Bilge'de denk geldim de...yeniden Yedi Kocalı Hürmüz izledim. aman ne iyi yaptım.

sedirlerde, minderlerde, kadınlarda ve kurdukları gizli hükümdarlıkta aklım kaldı.

nasıl da hiç bir mühim işlerine erkekleri karıştırmıyorlar ve de nasıl da gizli Amazonlar.


flmde sadece kadınların bildiği sır şarkılar filan var. gerçekte namümkün bir hadise.
bir kadının böyle bir sırrı olsa başka bir kadın bunu yumurtlamak için çatlar.
ha haaa.

ben bu mevzuudan ortak değerlere falan giderim ki...Allah korusun. kendimden nefret edesim yok şu an. kendimle düzeyli bir ilişki yürütmeye çalışıyorum zira, birbirimize hiç bulaşmıyoruz.

internet oyunları, örgü, hamur işleri, sudan muhabbetler ve zırtlak ötesi şakalar...beni benden uzak tutuyor. memnunum.

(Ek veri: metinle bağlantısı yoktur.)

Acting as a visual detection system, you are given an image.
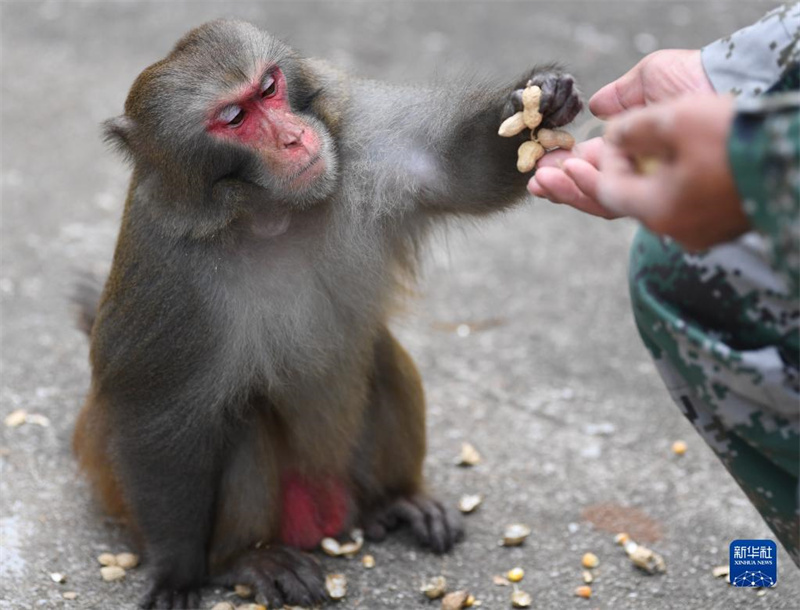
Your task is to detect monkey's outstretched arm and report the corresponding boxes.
[354,68,582,216]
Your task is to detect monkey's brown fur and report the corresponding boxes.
[73,19,582,609]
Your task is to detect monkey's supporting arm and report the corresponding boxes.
[90,249,231,606]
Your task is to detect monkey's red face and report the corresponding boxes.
[207,67,326,191]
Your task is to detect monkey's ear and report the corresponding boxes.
[102,116,135,158]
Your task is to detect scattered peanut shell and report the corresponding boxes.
[325,574,347,600]
[457,443,481,466]
[627,543,666,574]
[507,567,524,582]
[581,552,600,569]
[26,413,50,427]
[4,409,27,427]
[441,590,470,610]
[211,603,236,610]
[97,553,118,567]
[517,141,545,173]
[321,537,343,557]
[458,494,482,514]
[421,576,447,599]
[362,554,375,568]
[235,584,253,598]
[582,570,593,584]
[62,592,78,600]
[672,440,688,455]
[50,572,66,584]
[320,529,364,557]
[575,585,592,598]
[100,566,126,582]
[237,605,266,610]
[115,552,139,569]
[614,532,630,546]
[712,565,730,578]
[536,128,575,150]
[521,86,543,129]
[464,594,477,607]
[511,589,532,608]
[502,523,531,547]
[498,112,527,137]
[493,575,510,586]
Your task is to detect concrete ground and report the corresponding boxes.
[1,1,797,608]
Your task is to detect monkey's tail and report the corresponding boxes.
[72,272,103,337]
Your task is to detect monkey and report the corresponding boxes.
[73,19,582,609]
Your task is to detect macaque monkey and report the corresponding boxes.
[74,19,582,609]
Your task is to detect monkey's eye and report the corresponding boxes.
[219,105,246,127]
[261,75,277,98]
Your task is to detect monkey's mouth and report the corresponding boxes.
[288,154,323,184]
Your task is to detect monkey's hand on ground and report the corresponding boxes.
[140,574,203,609]
[362,494,464,554]
[212,547,327,608]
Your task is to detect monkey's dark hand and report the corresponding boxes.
[138,550,207,609]
[212,547,327,608]
[140,577,202,610]
[362,494,464,554]
[508,70,583,128]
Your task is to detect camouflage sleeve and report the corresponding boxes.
[729,92,800,293]
[701,3,800,98]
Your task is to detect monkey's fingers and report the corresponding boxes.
[273,548,328,605]
[215,547,327,608]
[252,577,285,609]
[139,586,199,610]
[412,496,465,554]
[529,72,583,128]
[385,498,431,544]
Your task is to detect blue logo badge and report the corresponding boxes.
[729,539,777,587]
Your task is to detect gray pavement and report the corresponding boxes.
[1,1,798,608]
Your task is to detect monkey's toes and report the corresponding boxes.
[363,494,464,554]
[214,547,327,608]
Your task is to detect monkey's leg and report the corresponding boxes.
[208,409,328,609]
[354,328,463,553]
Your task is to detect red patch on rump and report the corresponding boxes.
[279,472,349,549]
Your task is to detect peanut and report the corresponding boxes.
[536,128,575,150]
[498,112,527,137]
[517,141,545,173]
[522,86,543,129]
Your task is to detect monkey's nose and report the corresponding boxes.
[280,127,304,148]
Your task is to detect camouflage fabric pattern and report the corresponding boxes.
[701,3,800,99]
[629,4,800,566]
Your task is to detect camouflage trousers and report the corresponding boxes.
[629,228,800,566]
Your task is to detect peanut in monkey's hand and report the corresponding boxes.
[498,84,576,173]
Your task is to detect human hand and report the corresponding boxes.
[596,94,749,251]
[528,49,714,217]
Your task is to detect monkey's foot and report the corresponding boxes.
[362,494,464,554]
[213,547,327,608]
[510,70,583,129]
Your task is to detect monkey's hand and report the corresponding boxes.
[362,494,464,554]
[212,547,327,608]
[140,569,204,609]
[508,69,583,129]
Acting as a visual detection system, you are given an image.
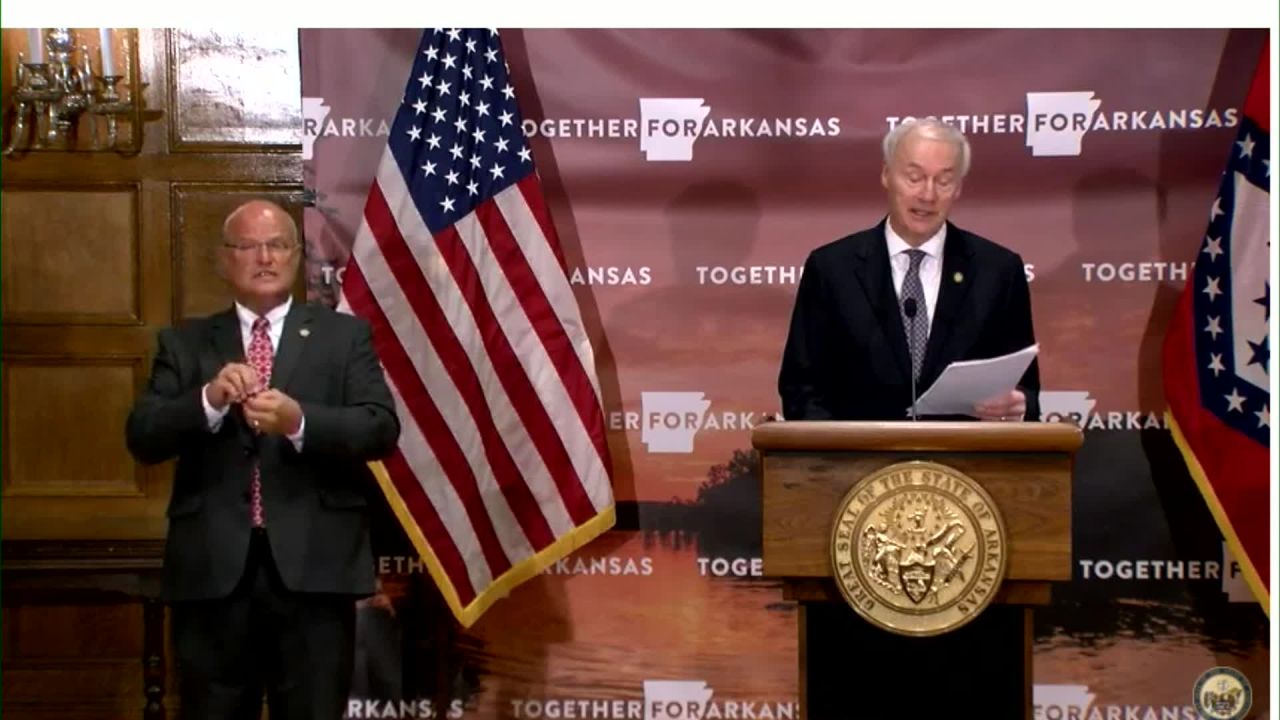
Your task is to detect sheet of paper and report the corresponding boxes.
[910,344,1039,416]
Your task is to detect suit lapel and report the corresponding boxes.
[270,302,312,391]
[208,307,254,453]
[919,224,974,386]
[209,307,244,365]
[851,222,913,384]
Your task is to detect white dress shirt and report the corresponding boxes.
[201,297,305,450]
[885,219,946,337]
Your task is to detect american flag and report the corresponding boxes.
[337,28,616,627]
[1163,40,1269,613]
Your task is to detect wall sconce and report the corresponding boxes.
[4,28,150,155]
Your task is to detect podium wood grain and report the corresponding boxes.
[755,421,1079,585]
[761,451,1072,581]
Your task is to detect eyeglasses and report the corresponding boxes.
[222,240,298,255]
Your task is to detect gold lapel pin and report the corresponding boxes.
[300,328,311,337]
[953,271,964,284]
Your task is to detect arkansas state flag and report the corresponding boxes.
[1163,41,1271,614]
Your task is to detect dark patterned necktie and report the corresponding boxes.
[246,316,273,527]
[901,249,929,382]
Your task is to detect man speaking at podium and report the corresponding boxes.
[775,117,1041,719]
[778,117,1040,424]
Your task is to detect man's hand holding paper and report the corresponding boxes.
[910,344,1039,419]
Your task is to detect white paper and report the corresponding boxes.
[910,344,1039,416]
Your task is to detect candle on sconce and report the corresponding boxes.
[27,28,43,64]
[99,28,115,76]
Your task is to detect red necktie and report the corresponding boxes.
[246,317,273,527]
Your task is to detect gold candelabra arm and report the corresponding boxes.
[88,30,147,154]
[6,28,155,154]
[3,100,33,156]
[90,76,127,150]
[77,44,94,91]
[5,53,37,155]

umrım yazıdan çok şey beklememiştin sevgili okuyucu, çünkü yazı bu kadar.

nane likörlü kokteyl olasım var.

19 Temmuz 2010 Pazartesi

hedefsiz

tuhaf...aslında sakin ve iyi hissediyorum.
ama arada bir öfke gelip beni buluyor.
nedensiz ve hedefsiz.

kimin canını yakarsa, farketmiyor.

bazen de en çok beklentim olana çatıyorum.
sanki imdat çığılığı gibi.
heyyy duysana beni dercesine.

ama nasıl sinirliyim, nasıl duyacak?
gördüğü canavarlaşmış, canavarlaştırılmış bir insan sadece.

:)

hırsımı alamama duygusu bu.
sağlam bir tekme atamama duygusu.

bunu da hayata bıraktım. bekliyorum.
beklemeyi bıraktığım gün kurtulacağım, biliyorum.

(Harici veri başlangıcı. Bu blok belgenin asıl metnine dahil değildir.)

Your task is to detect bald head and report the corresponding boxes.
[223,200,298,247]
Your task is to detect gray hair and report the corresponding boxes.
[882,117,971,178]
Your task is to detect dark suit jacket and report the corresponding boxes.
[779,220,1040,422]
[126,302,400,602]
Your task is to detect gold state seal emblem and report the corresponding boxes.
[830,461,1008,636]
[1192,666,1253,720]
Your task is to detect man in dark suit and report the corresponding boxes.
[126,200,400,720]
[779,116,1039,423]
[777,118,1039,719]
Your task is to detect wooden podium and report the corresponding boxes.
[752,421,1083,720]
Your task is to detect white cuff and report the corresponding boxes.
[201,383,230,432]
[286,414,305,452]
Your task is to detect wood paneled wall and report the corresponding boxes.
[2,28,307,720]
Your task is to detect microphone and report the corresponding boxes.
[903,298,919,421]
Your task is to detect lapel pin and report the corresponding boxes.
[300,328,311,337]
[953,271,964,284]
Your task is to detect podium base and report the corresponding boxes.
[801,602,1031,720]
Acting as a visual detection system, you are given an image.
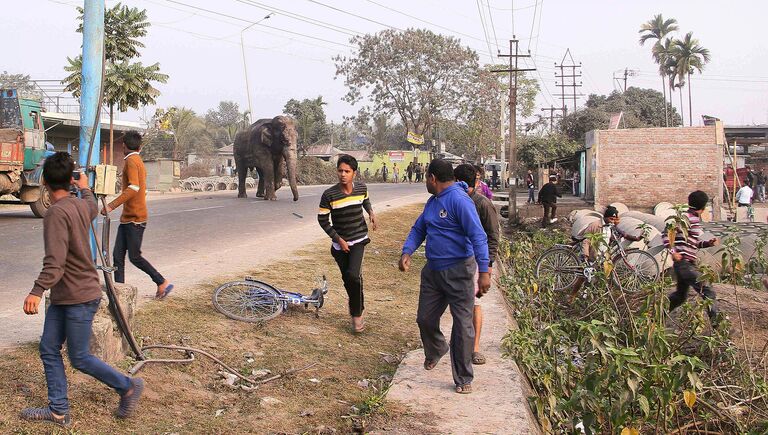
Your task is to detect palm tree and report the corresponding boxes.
[63,58,168,164]
[639,14,678,127]
[667,66,686,127]
[671,32,711,127]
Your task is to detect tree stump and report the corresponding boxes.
[44,283,138,364]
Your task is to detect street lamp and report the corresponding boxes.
[241,13,273,123]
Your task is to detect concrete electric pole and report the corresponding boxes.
[493,37,535,221]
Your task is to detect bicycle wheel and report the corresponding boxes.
[212,280,284,322]
[611,249,659,293]
[535,247,581,292]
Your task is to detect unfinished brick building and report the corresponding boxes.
[584,123,724,218]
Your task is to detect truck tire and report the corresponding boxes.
[29,185,51,218]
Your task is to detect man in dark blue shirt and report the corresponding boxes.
[399,159,490,394]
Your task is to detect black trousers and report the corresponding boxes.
[331,241,367,317]
[114,223,165,285]
[668,260,718,320]
[542,202,557,227]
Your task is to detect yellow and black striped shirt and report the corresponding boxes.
[318,183,373,243]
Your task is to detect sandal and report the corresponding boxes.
[472,352,486,365]
[455,384,473,394]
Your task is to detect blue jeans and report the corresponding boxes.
[40,298,131,415]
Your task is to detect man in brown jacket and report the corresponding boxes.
[103,131,173,299]
[454,164,499,366]
[21,152,143,427]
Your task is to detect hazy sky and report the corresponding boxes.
[8,0,768,128]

ya nasıl bir insansın sen?
bunca zaman, bunca gün, bunca yıl.
nasıl hiç falso vermedin.
:))ben hakikaten mi o kadar salağım?
yoksa sadece yanlış kişiye rastlamış iyi kalpli bir bahtsız mıyım?

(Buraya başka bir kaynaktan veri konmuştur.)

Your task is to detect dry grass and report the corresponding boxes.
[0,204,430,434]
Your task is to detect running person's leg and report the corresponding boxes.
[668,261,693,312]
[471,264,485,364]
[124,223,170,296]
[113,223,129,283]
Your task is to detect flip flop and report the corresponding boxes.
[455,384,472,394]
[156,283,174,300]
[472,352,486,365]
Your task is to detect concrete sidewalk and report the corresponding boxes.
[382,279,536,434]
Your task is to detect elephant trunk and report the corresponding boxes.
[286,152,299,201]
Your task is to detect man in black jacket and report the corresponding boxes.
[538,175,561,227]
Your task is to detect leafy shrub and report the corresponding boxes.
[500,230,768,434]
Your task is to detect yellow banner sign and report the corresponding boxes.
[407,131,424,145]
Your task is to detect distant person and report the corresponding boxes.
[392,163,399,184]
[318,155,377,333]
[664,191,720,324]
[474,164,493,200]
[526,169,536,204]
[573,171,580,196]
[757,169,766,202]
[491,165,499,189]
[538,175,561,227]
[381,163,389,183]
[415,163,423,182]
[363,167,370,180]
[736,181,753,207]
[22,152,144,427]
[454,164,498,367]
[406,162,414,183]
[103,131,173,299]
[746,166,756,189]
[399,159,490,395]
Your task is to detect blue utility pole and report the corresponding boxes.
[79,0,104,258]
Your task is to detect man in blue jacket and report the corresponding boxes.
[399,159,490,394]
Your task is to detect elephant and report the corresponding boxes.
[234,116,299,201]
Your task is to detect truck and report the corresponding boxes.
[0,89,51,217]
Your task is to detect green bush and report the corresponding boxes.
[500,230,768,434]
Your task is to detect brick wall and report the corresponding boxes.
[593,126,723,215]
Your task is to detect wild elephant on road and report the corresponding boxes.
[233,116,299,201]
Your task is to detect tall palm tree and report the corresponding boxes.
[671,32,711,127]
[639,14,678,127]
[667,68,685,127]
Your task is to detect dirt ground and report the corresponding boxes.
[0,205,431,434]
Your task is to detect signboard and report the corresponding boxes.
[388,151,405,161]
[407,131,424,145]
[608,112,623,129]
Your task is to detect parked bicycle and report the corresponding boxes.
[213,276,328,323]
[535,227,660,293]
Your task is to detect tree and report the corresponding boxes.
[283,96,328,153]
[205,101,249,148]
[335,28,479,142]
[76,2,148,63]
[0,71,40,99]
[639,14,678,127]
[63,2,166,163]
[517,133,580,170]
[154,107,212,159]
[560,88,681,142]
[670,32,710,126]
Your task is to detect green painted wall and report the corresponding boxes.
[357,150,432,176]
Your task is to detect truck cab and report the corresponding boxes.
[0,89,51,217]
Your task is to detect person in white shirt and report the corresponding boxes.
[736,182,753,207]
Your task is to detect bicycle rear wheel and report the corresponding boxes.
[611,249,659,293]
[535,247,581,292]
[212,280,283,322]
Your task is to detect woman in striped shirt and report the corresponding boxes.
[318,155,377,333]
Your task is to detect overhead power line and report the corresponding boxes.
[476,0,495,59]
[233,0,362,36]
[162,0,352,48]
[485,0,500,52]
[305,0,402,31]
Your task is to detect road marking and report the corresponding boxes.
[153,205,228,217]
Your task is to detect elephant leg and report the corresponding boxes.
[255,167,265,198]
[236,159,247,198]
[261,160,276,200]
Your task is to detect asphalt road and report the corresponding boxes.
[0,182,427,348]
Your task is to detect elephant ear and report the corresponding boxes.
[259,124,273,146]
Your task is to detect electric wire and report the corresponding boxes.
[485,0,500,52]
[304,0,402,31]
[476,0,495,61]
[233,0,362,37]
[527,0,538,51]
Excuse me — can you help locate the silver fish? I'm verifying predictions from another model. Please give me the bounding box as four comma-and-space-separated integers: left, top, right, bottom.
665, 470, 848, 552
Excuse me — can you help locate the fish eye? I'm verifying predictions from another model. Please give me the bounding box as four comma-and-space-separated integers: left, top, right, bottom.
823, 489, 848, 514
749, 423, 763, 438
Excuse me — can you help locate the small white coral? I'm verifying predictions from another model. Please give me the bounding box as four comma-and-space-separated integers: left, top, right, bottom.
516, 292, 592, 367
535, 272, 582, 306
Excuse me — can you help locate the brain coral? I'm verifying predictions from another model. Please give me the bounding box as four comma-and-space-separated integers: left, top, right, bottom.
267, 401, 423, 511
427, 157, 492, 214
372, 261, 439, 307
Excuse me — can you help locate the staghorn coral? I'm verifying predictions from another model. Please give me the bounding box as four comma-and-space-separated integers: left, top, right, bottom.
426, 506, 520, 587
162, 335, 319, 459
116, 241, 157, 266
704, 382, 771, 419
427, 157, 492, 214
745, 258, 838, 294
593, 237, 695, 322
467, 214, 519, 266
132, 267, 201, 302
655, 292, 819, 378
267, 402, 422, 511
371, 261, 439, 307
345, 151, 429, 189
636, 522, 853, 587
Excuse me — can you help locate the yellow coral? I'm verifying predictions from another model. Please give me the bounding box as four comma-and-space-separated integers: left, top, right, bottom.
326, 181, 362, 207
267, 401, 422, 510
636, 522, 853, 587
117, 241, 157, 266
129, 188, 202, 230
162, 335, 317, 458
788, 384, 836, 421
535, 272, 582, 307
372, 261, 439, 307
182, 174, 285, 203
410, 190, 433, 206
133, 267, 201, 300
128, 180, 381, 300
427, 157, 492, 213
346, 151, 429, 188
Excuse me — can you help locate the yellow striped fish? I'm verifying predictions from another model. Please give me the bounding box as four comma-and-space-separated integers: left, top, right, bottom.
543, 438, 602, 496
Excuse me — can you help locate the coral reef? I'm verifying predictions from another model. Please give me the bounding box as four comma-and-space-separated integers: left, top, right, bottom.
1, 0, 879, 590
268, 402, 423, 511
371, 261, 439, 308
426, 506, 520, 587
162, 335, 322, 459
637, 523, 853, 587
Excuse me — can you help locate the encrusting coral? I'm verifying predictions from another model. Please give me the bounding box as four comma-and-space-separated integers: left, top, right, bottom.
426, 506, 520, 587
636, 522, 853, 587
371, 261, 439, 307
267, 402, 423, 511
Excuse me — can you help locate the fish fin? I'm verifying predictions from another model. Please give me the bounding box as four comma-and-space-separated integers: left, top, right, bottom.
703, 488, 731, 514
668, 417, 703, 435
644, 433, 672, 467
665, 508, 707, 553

hiç plan program sevmiyorum.
hni neredeyse yemekleri reçetesiz yapacağım. ama işte demek az biraz lazım.
hinlik lazım, çirkeflik lazım, o bu lazım.
is-te-mi-yo-rum.

reddediyorum.
bu aklı, iyi niyetli bile olsa tuzaklar kurmak için harcamak istemiyorum.
yeniliyorum.
buna alışmayı da sevmiyorum.

kandıran ve kandırılanlara seslenesim var.
kandırıyor ve kandırılıyorsunuz.
elinizdeki tek şey zaman
ve o da çok kısıtlı.

değer mi?

neşeyle

ya ama ben yüzmek istiyorum. kızgın kumlardan serin sulara atlamak istiyorum. gittin de 5 koca gün kldın deniz kıyılarında diyeceksin blog, deme. çok ayıp. nasıl gittiysem yanıma mayo bile almamıştım. sessizliğe ve sakinliğe gittim ben ki, denize değil. ama işte dönünce...deniz istiyorum ben.
yüzmek istiyorum.
Tanaşa istiyorum.
bana ne bana ne.

kıyıda oturan ve güneşte ısınmış insanlara soğuk su damlatasım var.
kafa dengi bir arkadaş bulup çakıl taşı bulmaca oynayasım var.
suda sırtüstü uzanıp şıpırtıyı dinleyesim var.
suyun içinde yatarken, gözümü açıp güneşe bakasım ve göz kırpasım var.
burdayım, ordasın, iyiyiz böyle diyesim var.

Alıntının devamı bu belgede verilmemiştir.